Palpitations as an ED chief complaint are the subject of an upcoming study. According to another study, palpitations comprise about 0.6% of ED visits, 1/4 of which result in hospital admissions.  1/3 are given "cardiac diagnosis."  

Diagnoses associated with palpitations are many, though among those without syncope, they are mostly non life-threatening, and include PACs, PVCs, SVT, atrial fibrillation/flutter, pre-excited and Ventricular tachycardia.  Of course atrial fib is particularly important because it can lead to stroke.  Some of the abnormal rhythms are still present on arrival to the ED, some are terminated.  It is the ones that are terminated which are obviously most difficult to diagnose, unless there are telltale signs on the 12-lead ECG such as Brugada, long QT, WPW, RV dysplasia, or HOCM.  Ventricular tachycardia (VT) is the most dangerous of these (except for WPW with atrial fib).

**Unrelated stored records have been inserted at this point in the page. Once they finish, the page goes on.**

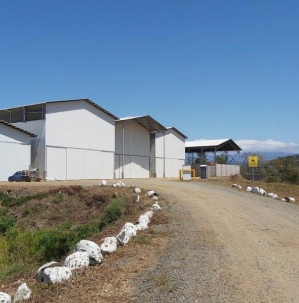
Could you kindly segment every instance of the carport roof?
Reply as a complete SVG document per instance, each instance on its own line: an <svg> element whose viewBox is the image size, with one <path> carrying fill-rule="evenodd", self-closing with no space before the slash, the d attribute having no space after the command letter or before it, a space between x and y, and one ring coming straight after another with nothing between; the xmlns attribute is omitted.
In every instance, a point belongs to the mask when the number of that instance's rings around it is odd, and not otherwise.
<svg viewBox="0 0 299 303"><path fill-rule="evenodd" d="M216 140L195 140L185 142L186 153L217 152L232 152L241 150L242 149L231 139Z"/></svg>
<svg viewBox="0 0 299 303"><path fill-rule="evenodd" d="M10 123L9 123L8 122L5 121L4 120L0 120L0 123L2 124L4 124L5 125L6 125L7 126L9 126L9 127L11 127L12 128L14 128L15 129L16 129L17 130L18 130L22 132L23 132L23 133L26 134L27 135L29 135L29 136L30 136L30 137L37 137L37 136L36 135L35 135L34 134L33 134L32 133L31 133L29 131L27 131L27 130L25 130L25 129L23 129L22 128L20 128L20 127L15 126L15 125L13 125L13 124L11 124Z"/></svg>
<svg viewBox="0 0 299 303"><path fill-rule="evenodd" d="M167 128L159 123L150 116L138 116L137 117L126 117L115 121L116 124L120 124L123 121L133 120L136 123L147 129L150 132L160 132L167 130Z"/></svg>

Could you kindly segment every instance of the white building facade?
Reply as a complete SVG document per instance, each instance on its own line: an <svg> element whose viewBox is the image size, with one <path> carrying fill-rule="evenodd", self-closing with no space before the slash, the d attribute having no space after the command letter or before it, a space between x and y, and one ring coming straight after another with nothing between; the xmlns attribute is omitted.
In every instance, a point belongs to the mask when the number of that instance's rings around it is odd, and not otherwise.
<svg viewBox="0 0 299 303"><path fill-rule="evenodd" d="M12 124L37 135L31 142L31 168L42 178L113 178L117 117L103 108L83 99L9 111ZM6 114L0 112L0 118Z"/></svg>
<svg viewBox="0 0 299 303"><path fill-rule="evenodd" d="M117 120L115 178L177 177L185 161L186 138L150 116Z"/></svg>
<svg viewBox="0 0 299 303"><path fill-rule="evenodd" d="M30 141L34 134L0 120L0 181L30 166Z"/></svg>
<svg viewBox="0 0 299 303"><path fill-rule="evenodd" d="M156 176L174 178L185 163L185 139L187 137L175 127L155 134Z"/></svg>

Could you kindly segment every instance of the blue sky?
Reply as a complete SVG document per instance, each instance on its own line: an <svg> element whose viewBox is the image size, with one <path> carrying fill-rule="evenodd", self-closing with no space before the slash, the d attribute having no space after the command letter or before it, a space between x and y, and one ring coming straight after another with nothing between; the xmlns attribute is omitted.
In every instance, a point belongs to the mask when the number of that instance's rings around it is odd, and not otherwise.
<svg viewBox="0 0 299 303"><path fill-rule="evenodd" d="M298 12L287 0L3 0L0 108L88 97L190 140L299 153Z"/></svg>

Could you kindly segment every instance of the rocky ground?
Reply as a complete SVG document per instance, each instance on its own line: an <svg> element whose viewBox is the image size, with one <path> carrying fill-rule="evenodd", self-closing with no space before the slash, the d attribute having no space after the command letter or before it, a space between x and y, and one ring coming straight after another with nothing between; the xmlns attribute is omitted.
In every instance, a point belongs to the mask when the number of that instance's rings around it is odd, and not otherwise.
<svg viewBox="0 0 299 303"><path fill-rule="evenodd" d="M125 182L160 193L161 217L104 266L45 286L57 293L47 301L78 301L79 293L82 302L299 301L297 205L214 182Z"/></svg>

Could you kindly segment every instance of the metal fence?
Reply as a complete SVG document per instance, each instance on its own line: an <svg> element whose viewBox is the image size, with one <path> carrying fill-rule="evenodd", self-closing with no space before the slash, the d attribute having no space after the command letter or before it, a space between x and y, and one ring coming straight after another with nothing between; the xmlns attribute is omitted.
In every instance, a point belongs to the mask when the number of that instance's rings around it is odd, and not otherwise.
<svg viewBox="0 0 299 303"><path fill-rule="evenodd" d="M201 176L201 165L191 165L192 169L195 169L195 177ZM226 164L216 164L208 167L208 177L227 177L234 176L240 173L239 165L228 165Z"/></svg>

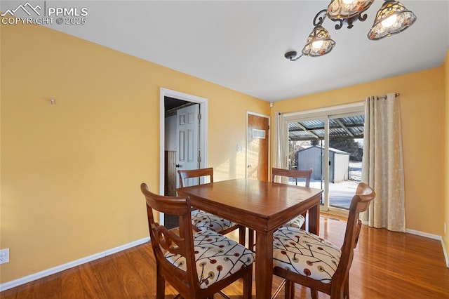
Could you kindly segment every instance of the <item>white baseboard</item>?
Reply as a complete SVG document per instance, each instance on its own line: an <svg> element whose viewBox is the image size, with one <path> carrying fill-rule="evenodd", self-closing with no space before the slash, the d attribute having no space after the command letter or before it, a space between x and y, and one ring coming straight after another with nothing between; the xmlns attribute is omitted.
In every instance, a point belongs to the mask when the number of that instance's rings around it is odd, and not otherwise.
<svg viewBox="0 0 449 299"><path fill-rule="evenodd" d="M47 269L46 270L41 271L37 273L34 273L30 275L27 275L26 277L19 278L15 280L13 280L11 281L5 282L4 284L0 284L0 291L6 291L9 288L15 288L16 286L20 286L24 284L27 284L29 281L32 281L36 279L41 279L42 277L47 277L48 275L53 274L55 273L60 272L61 271L64 271L67 269L72 268L76 266L79 266L80 265L84 264L86 263L91 262L95 260L98 260L101 258L104 258L107 255L110 255L113 253L116 253L119 251L122 251L125 249L130 248L131 247L136 246L138 245L140 245L145 242L149 241L149 237L146 237L141 239L140 240L135 241L133 242L128 243L127 244L121 245L118 247L115 247L112 249L108 249L105 251L93 254L92 255L86 256L86 258L81 258L79 260L74 260L72 262L69 262L67 263L60 265L59 266L53 267L53 268Z"/></svg>
<svg viewBox="0 0 449 299"><path fill-rule="evenodd" d="M439 236L438 234L429 234L428 232L420 232L419 230L406 229L406 232L408 232L409 234L416 234L417 236L425 237L427 238L434 239L435 240L442 239L441 236Z"/></svg>
<svg viewBox="0 0 449 299"><path fill-rule="evenodd" d="M444 240L441 238L441 246L443 246L443 253L444 253L444 258L446 260L446 267L449 268L449 255L448 255L448 251L446 250Z"/></svg>
<svg viewBox="0 0 449 299"><path fill-rule="evenodd" d="M446 262L446 267L449 268L449 255L448 255L448 251L446 251L446 246L444 244L443 237L438 234L429 234L427 232L420 232L419 230L406 230L406 232L410 234L416 234L421 237L426 237L427 238L434 239L436 240L440 240L441 241L441 247L443 247L443 253L444 254L444 259Z"/></svg>

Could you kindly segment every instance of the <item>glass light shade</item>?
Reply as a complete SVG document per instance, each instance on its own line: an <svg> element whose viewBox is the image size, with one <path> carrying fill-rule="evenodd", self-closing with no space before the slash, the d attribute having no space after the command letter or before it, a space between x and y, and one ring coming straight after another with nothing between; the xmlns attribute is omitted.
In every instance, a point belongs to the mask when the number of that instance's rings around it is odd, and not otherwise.
<svg viewBox="0 0 449 299"><path fill-rule="evenodd" d="M316 25L309 34L306 45L302 48L302 55L319 57L328 53L335 46L330 34L326 28Z"/></svg>
<svg viewBox="0 0 449 299"><path fill-rule="evenodd" d="M368 33L371 40L383 39L404 31L416 20L416 15L401 3L387 0L380 8Z"/></svg>
<svg viewBox="0 0 449 299"><path fill-rule="evenodd" d="M333 21L356 18L370 8L374 0L333 0L328 6L326 15Z"/></svg>

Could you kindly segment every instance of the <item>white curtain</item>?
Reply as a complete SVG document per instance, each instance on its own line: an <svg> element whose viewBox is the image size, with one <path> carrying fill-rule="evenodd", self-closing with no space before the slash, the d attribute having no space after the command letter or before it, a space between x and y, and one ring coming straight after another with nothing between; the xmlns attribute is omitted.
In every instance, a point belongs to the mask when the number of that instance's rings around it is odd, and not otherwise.
<svg viewBox="0 0 449 299"><path fill-rule="evenodd" d="M284 126L283 126L283 114L281 112L274 113L274 140L273 149L273 167L277 168L287 168L287 155L286 148L288 148L284 144ZM279 181L276 178L276 181Z"/></svg>
<svg viewBox="0 0 449 299"><path fill-rule="evenodd" d="M406 231L404 178L399 97L368 97L365 102L362 180L376 197L362 215L365 223Z"/></svg>

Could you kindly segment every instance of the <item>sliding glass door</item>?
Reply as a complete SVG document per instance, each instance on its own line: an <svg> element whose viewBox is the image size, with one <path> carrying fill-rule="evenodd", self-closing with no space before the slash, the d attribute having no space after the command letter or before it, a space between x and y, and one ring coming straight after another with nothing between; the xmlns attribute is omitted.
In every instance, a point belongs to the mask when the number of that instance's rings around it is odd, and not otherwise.
<svg viewBox="0 0 449 299"><path fill-rule="evenodd" d="M312 168L324 211L347 213L361 179L364 121L362 104L284 116L288 168Z"/></svg>

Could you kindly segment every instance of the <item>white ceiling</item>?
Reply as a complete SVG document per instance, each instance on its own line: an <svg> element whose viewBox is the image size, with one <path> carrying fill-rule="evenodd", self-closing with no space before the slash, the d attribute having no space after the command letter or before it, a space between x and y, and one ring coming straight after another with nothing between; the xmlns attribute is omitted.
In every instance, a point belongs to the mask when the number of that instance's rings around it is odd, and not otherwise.
<svg viewBox="0 0 449 299"><path fill-rule="evenodd" d="M3 11L18 3L2 2ZM327 19L323 26L337 43L333 51L320 58L288 61L284 53L301 51L315 14L328 3L47 1L45 4L88 9L85 25L48 26L53 29L270 102L443 65L449 48L447 0L403 0L417 21L403 32L380 41L370 41L366 34L382 1L375 1L367 11L366 21L356 22L351 29L336 30L336 23Z"/></svg>

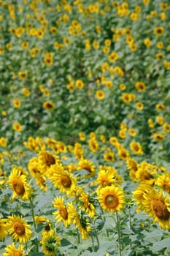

VT is commonly caused by not only the above named syndromes, but by myocardial scar from many pathologies, but most commonly from ischemic cardiomyopathy, due to myocardial scarring from previous MI.  

Such scarring is not always evident on the ECG, or it may manifest pathologic Q-waves.  But QRS fragmentation is a sign of myocardial scarring, so for this patient the ECG risk is quite high.

When to hospitalize

This patient would fall under "Primary electrical heart disease, suspected."  or "Severe structural heart disease, suspected."

In a patient with palpitations, Q-waves due to old infarction, especially those with a fragmented QRS should lead you to suspect structural heart disease and primary electrical heart disease.

Learning point
"Palpitations" is a common ED complaint and can usually be evaluated in the ambulatory setting unless associated with syncope (or perhaps presycope), or any of the above considerations (in the table).  If I saw such a patient with palpitations and a fragmented QRS, or even known previous myocardial infarction (MI) alone, (or also any patient with decreased LV function on point of care bedside echo), I would admit for further workup, which may include formal contrast echo, angiography, MRI, Stress testing, CT coronary angiography, or even electrophysiology study, depending on the cardiologist's evaluation.

More on Fragmented QRS

This paper found that a fragmented QRS in inferior leads is a particular high risk for sudden death: QRS fragmentation and the risk of sudden cardiac death in MADIT II


  1. Interesting commentary - I think fQRS is not even on the radar of most doctors (including myself). I find the approach of admitting all patients with a history of palpitations with either fQRS or - as you say - even a previous MI would not be standard practice. I'd be interested to see what the yield of this approach is, both in terms of pathology found as well as interventional outcomes (i.e. ICD use). I think it would be too conservative an approach for my local cardiology / general physician colleagues.

    1. The yield may be low, especially because during admission the patient may not have any dysrhythmias. On the other hand, this is so uncommon that it will not fill up your hospital. Think of all we do to save one life and admitting someone like this is much less resource intensive.